As such, when OMPI's mpirun sees "--debug", it ends up exec'ing
something else -- the parallel debugger command. In the example that I
gave in,
mpirun looked for two things in your path: totalview and fx2.

For example, if you did this:

        mpirun --debug -np 4 a.out

If it found totalview, it would end up exec'ing:

        totalview @mpirun@ -a @mpirun_args@
which would get substituted to
        totalview mpirun -a -np 4 a.out

(note the additional "-a") Which is the totalview command line syntax to
launch their debugger and tell it to launch your parallel process. If
totalview is not found in your path, it'll look for fx2. If fx2 is
found, it'll invoke:

        fx2 @mpirun@ -a @mpirun_args@
which would get substitued to
        fx2 mpirun -a -np 4 a.out

You can see that fx2's syntax was probably influenced by totalview's.

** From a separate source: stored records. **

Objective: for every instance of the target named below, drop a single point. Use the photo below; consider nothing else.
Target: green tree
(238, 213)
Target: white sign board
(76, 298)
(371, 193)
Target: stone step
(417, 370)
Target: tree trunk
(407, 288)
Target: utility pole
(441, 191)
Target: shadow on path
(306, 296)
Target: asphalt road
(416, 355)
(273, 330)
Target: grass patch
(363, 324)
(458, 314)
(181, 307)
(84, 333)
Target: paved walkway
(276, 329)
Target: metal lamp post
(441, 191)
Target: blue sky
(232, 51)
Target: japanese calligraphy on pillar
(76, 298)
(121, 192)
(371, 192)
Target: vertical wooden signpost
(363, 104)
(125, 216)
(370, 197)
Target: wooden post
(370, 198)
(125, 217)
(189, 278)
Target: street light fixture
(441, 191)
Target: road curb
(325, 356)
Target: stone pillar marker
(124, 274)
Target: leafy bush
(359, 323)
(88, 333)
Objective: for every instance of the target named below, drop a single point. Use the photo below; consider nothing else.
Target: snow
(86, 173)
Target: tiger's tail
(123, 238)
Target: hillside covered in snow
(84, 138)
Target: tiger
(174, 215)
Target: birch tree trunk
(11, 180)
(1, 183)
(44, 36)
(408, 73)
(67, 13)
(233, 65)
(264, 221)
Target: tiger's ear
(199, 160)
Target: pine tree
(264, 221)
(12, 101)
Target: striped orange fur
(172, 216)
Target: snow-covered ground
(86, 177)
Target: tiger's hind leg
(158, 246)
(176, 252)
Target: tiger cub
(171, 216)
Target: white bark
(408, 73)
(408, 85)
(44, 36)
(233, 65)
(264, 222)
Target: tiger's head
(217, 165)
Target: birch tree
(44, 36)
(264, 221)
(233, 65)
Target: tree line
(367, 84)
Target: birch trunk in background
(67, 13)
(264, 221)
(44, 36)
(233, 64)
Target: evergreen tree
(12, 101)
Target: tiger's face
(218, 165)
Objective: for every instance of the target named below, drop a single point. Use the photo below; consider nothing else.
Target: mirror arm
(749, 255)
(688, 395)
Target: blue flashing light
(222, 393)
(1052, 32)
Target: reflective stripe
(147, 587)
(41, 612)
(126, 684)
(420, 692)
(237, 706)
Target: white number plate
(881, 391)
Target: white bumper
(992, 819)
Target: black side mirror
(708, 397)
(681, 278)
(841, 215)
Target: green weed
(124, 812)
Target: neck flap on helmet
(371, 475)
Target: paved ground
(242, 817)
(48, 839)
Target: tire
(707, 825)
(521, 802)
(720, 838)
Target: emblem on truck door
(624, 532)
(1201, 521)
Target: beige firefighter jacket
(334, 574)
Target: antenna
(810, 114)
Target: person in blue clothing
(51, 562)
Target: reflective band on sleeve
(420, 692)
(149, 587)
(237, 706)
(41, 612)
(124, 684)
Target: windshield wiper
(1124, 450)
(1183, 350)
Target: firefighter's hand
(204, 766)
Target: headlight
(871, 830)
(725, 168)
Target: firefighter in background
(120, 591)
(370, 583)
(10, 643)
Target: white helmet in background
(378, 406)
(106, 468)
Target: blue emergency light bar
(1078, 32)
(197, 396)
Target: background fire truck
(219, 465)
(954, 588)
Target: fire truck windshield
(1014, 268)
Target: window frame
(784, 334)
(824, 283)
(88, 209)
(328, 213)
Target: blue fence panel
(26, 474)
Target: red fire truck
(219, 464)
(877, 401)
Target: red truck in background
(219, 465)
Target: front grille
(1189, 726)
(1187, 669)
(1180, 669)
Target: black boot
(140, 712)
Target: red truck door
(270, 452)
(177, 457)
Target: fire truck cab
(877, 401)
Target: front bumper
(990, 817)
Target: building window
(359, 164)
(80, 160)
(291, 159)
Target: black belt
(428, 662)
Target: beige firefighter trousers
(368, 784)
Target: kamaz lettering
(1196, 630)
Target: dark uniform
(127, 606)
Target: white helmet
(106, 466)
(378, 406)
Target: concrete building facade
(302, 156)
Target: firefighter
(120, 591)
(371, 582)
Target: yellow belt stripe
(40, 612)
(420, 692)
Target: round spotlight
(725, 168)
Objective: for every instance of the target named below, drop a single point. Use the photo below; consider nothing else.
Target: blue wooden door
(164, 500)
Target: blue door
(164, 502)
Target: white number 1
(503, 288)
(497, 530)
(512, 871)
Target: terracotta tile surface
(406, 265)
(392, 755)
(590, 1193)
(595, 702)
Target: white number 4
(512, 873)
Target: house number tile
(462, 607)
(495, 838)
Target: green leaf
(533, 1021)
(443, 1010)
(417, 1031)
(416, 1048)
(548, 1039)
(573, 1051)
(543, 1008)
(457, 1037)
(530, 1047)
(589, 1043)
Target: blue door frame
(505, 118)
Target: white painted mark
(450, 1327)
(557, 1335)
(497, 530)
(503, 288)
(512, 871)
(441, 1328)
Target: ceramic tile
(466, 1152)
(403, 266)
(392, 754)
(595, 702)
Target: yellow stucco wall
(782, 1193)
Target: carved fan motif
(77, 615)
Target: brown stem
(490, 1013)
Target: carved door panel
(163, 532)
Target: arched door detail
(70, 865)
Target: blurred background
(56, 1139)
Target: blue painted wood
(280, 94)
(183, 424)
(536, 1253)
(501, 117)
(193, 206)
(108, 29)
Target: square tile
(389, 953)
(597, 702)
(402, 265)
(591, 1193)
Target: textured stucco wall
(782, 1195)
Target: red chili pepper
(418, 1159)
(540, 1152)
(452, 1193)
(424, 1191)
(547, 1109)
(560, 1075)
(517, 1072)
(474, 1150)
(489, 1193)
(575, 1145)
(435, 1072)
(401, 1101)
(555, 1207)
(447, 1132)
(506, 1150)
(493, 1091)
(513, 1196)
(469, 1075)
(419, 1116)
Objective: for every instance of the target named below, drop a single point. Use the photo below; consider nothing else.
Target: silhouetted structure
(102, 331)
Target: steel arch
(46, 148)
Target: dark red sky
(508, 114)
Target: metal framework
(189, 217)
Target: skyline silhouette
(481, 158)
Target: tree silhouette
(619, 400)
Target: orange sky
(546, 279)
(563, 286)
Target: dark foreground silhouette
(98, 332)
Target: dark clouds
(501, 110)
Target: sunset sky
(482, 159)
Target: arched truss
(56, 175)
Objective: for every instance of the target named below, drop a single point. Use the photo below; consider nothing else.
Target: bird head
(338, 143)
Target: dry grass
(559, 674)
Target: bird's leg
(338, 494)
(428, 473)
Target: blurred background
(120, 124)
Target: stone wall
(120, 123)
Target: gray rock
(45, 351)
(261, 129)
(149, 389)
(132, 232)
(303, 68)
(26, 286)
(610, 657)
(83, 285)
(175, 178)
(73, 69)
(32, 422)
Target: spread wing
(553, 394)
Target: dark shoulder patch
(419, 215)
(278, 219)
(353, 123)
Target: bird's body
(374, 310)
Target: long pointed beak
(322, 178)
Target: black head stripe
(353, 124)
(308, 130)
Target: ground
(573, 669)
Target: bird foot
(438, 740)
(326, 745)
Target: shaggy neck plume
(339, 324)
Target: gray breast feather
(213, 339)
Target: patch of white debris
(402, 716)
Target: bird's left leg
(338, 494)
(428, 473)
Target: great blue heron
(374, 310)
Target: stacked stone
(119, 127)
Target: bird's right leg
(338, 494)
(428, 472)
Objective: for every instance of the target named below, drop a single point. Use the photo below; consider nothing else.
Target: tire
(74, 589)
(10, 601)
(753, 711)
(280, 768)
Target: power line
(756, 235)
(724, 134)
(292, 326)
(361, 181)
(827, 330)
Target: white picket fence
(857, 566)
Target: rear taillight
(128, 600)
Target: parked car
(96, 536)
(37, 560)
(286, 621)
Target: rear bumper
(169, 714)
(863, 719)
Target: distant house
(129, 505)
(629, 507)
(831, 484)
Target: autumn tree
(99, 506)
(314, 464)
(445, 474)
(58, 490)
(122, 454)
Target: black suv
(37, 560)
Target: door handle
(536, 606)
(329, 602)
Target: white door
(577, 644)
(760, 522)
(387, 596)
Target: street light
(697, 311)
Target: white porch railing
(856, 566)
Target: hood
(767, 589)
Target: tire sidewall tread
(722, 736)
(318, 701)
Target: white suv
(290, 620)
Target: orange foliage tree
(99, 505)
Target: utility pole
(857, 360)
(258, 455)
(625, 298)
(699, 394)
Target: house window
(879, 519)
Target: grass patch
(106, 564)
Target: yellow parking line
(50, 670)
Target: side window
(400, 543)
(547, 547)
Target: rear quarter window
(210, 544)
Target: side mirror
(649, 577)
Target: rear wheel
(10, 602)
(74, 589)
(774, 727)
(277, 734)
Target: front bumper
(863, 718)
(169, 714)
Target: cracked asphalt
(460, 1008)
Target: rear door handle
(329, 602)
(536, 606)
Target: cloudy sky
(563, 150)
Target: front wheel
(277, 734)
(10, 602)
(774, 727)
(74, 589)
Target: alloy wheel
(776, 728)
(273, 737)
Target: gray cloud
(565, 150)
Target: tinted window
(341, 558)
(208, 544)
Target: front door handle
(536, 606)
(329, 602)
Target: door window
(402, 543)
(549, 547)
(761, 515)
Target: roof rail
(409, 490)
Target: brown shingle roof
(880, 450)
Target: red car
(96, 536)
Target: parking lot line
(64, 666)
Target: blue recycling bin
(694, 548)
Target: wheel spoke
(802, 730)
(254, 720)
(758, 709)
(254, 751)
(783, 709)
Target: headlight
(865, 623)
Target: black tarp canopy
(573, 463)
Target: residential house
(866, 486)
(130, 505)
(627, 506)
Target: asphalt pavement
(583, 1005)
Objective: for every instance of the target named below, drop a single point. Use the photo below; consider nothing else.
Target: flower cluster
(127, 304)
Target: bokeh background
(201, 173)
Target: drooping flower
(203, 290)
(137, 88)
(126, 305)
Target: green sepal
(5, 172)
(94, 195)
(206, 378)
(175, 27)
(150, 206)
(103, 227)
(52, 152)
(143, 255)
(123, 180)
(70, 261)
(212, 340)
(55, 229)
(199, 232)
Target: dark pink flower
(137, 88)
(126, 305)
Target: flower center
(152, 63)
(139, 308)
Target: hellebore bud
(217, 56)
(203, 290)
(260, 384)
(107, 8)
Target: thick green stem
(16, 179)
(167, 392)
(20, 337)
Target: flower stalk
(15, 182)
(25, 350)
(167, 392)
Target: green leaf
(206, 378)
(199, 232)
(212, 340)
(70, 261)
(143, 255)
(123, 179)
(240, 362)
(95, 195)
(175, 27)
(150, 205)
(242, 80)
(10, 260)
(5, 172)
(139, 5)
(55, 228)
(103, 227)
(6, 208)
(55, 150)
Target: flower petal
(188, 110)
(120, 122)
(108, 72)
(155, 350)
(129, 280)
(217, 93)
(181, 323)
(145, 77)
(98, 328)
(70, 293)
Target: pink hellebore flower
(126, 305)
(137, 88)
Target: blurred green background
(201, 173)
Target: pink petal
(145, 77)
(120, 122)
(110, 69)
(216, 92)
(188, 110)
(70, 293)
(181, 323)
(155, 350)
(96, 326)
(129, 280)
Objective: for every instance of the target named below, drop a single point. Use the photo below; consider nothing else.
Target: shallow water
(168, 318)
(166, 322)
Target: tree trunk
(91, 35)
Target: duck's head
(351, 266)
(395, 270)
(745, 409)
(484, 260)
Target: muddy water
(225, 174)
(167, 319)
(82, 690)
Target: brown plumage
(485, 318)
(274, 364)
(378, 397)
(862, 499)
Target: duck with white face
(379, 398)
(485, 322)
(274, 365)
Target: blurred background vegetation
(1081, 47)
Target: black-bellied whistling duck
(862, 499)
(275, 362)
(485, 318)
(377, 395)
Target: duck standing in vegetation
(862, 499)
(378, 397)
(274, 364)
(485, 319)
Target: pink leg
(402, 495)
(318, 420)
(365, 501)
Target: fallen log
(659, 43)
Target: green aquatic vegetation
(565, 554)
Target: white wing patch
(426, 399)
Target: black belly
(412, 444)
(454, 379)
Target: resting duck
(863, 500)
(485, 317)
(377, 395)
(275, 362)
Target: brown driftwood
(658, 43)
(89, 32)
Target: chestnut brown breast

So what you need is the command line that tells pgdbg to do the same
thing -- launch your app and attach to it. You can then substitute that
into the "--debugger" option (using the @mpirun@ and @mpirun_args@
tokens), or set the MCA parameter "orte_base_user_debugger", and then
use --debug. For example, if the pgdbg syntax is similar to that of
totalview and fx2, then you could do the following:

        mpirun --debugger pgdbg @mpirun@ -a @mpirun_args@ --debug -np 4
or (assuming tcsh)
        shell% setenv OMPI_MCA_orte_base_user_debugger "pgdbg @mpirun@
-a @mpirun_args@"
        shell% mpirun --debug -np 4 a.out

Make sense?

If you find a fixed format for pgdb, we'd be happy to add it to the
default value of the orte_base_user_debugger MCA parameter.

Note that OMPI currently only supports the Totalview API for attaching
to MPI processes -- I don't know if pgdbg requires something else.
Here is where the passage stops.